London-based onefinestay was acquired in 2016 for £117M ($170M) with the promise to inject an additional £50M ($70M) over the next few years to further scale the company. The startup had raised over $80M since it was founded in 2010, from investors such as Index Ventures, Canaan Partners as well as AccorHotels’ rival Hyatt, among others.
Following AccorHotels’ push into the luxury segment of the sharing economy Airbnb acquired Canadian luxury rentals startup Luxury Retreats in Q1’17 for $200M, confirming the attractiveness of the luxury vacation rentals market where higher-priced listings lead to greater profit margins.
AccorHotels has built a significant position in the luxury segment of the home-sharing market, before Airbnb even entered it. Although it remains to be seen if AccorHotels will benefit from a first mover advantage, it now has a stake in Airbnb’s turf, while few other traditional hospitality players have home-sharing brands under their umbrella.
In July this year, AccorHotels announced the grouping of Travel Keys, Squarebreak, and onefinestay under the onefinestay umbrella, creating one of the largest luxury private rental markets with over 10K properties worldwide. Airbnb has recently been rumored to be in talks with Wyndham over Wyndham’s European vacation rental business in order to further expand into the luxury segment as well.
As you can see in the chart, AccorHotels’ luxury rentals business beats other startups in the space and Luxury Retreats, Airbnb’s new brand, in terms of total listings.

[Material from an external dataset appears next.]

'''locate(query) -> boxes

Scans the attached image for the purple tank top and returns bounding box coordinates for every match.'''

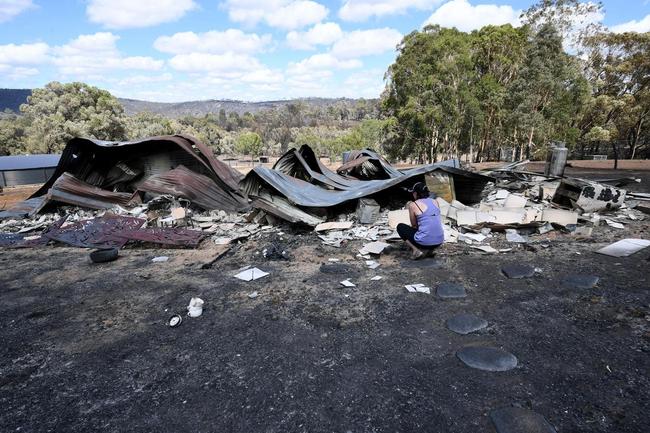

AccorHotels continued its luxury acquisition spree by buying VeryChic (acq. Q2’17), a bootstrapped Paris-based booking platform for handpicked luxury hotels and holiday packages claiming 5M members.
Beyond acquiring other luxury booking and home-share startups, AccorHotels also purchased concierge platform John Paul in Q4’16. The platform offers luxury concierge services to select clients. If opened up to all AccorHotels’ luxury travelers, John Paul could help drive customer loyalty and create another retention incentive.
HOTEL-AS-A-PLATFORM: ACCORHOTELS FOR EVERYONE
During an analyst call at the beginning of the year, CEO Sébastien Bazin confirmed that he would keep pursuing a diversification strategy that we broadly refer to as the hotel-as-a-platform approach: AccorHotels before stay, during stay, and after stay, for guests and non-guests alike.